The weather gods have chosen an apt offering for the last day of fall, 8 inches of snow. In true Colorado fashion it will probably be here tonight and tomorrow, gone by Thursday if not late Wednesday. Looking forward to it. A difference between Colorado and Minnesota exists in forecasting snow. Here in Colorado people pant for the snow, welcome it, do celebratory dances. In Minnesota, not so much. It means work and slick roads in the Gopher State; here snow means beauty, tourist dollars, and will be gone conveniently.

Went to mussar yesterday for the first time in three weeks. Lots of hugs. Lots of obvious caring for Kate.

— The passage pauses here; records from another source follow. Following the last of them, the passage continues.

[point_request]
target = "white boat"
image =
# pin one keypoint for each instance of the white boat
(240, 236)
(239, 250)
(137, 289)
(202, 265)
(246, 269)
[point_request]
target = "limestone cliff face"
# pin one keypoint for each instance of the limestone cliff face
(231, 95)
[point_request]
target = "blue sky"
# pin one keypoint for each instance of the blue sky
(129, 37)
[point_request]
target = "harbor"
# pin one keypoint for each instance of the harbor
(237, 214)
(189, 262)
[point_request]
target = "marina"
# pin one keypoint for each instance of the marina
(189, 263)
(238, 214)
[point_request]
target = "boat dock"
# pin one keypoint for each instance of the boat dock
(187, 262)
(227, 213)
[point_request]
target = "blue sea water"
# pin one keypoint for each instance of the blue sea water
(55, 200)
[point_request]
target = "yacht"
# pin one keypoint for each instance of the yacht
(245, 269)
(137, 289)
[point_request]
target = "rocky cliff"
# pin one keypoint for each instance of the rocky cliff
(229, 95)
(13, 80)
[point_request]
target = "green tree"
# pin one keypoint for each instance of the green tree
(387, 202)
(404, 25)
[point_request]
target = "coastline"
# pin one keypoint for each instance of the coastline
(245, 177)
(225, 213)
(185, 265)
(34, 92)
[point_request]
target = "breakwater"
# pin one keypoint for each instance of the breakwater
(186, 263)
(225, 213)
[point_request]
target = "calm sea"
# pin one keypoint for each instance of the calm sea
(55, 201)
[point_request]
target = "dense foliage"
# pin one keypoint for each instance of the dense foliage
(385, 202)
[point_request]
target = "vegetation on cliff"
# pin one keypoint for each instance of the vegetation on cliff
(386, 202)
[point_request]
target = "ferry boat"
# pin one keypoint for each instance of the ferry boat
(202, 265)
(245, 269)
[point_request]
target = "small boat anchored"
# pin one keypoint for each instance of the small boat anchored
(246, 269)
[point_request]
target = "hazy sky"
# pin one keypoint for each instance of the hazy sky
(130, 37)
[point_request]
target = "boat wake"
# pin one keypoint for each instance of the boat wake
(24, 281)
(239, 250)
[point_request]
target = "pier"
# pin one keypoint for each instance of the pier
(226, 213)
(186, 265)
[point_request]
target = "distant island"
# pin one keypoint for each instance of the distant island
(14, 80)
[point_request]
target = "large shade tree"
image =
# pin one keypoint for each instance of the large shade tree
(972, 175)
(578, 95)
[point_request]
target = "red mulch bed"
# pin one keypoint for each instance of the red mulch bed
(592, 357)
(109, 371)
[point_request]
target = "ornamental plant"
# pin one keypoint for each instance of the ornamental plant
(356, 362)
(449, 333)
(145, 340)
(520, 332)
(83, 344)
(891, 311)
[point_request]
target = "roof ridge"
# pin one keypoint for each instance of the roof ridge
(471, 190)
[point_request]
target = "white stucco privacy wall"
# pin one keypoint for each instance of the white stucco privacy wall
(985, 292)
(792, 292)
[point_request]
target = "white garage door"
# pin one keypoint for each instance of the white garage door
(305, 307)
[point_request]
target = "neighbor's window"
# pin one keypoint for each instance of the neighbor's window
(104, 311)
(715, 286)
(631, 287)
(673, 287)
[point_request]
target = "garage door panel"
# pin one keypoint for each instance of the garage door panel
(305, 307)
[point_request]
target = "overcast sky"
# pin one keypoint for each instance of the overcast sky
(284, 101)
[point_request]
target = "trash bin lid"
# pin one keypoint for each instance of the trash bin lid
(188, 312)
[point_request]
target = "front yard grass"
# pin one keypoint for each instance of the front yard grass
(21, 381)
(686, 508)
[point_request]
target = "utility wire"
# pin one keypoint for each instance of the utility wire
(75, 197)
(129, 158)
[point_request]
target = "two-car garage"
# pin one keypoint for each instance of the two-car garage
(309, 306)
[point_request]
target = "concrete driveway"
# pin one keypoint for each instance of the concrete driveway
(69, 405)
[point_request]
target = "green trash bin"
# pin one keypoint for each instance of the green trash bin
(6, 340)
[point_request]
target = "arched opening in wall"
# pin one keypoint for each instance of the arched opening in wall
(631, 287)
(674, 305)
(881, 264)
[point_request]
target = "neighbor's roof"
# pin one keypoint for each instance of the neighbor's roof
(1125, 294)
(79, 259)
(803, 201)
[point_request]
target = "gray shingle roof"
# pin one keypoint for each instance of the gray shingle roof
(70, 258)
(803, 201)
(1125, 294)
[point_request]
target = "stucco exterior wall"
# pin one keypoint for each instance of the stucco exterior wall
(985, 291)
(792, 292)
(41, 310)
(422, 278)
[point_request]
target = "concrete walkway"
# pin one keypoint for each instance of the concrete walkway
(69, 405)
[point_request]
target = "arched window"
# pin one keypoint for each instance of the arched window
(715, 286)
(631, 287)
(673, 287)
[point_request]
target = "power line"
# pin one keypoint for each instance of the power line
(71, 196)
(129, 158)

One of the ironies of this whole situation is that three weeks ago yesterday Kate and I co-taught a mussar session on compassion, rachamim. The next morning at 6 a.m. she was in the E.R. at Swedish. She’s been gone from home ever since.
It was not the content of the discussion, but its nature that finally lifted my stress. Considering the meaning of truth, identifying the Jewish take on it, relating the search for truth to loving-kindness all stimulated my thinking, made me go deep. And that was the solace. Leaving the squirrel-in-a-cage stressors behind for a while, I went into that realm of memory and creativity where old ideas and new conditions meet, changing each other.
There is, I’m coming to understand, a unique Jewish epistemology, one which places a possible truth on the table and passes it around to the many gathered in its presence. Each one comments, shares the part of the elephant that they can see. The process iterates since commentators will comment on others reactions. It does not mean that there is no truth, this is the key move, but that truth itself is multi-perspectival. It takes a village to know a truth.